# Floating Plants



## Tikibirds (May 26, 2011)

Besides Anacharis or however its spelled, can anybody recommend some easy to care for floaters? I have a florcesent bulb but whenever I have it on, the bettas go NUTS so I dont keep it on very long. I know there is duckweed but I was hoping for something a little bigger...

is Amazon Frogbit hard to grow? 

what about moss?? I have petco sand for a substrate, no soil or CO2 thing.


----------



## Micho (Aug 22, 2011)

Water Wisteria?

Water Lettuce, that's all I got.


----------



## Silverfang (Mar 25, 2011)

brazillian penny wort. As long as you don't have mystery snails and have some sort of light, it should grow like mad. My snails find it like chocolate, only reason it isn't bursting out of my tank.


----------



## thekoimaiden (Oct 19, 2011)

Water sprite is another one that I like to use, but it gets rather large.


----------



## Tikibirds (May 26, 2011)

I had a few water wisteria but it started to rot so i tossed it. 

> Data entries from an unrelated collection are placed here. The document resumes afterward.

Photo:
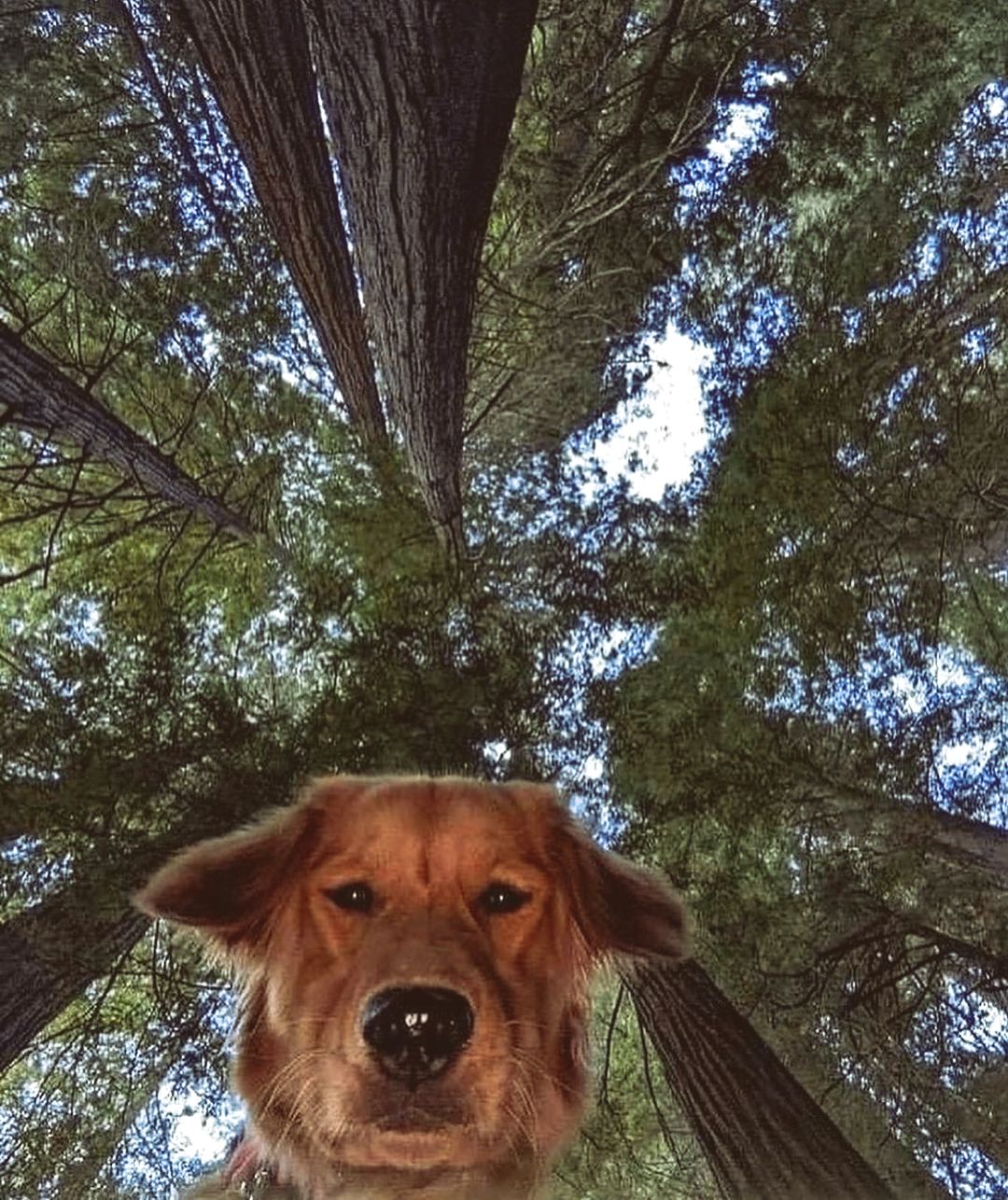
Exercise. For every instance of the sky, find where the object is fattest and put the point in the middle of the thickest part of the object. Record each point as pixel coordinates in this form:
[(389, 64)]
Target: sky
[(656, 436)]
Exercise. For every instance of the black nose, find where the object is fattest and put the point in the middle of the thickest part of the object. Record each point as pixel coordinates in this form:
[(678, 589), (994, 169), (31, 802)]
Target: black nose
[(415, 1032)]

I think im gonna have to order online, pretty sure pecto does not have any of this, at least not in those stupid tubes of "aquatic" plants. Occasionally I find a non rotted amazon sword plant but most are not aquatic


----------



## Crazykat (Nov 23, 2010)

I got the water wisteria from one of those petco tubes two years ago. It is now in every tank I own. It really does like to be planted, though. Puts down some pretty serious roots, even in just plain gravel.

Great resource for planted tank questions: http://www.plantedtank.net/
If you go into the plants section and click floating plants it might give you some ideas.
Floating plants are hard to find. I have some duckweed and water spangles that were being tossed out as "pest plants" in petsmart, but that was totally luck.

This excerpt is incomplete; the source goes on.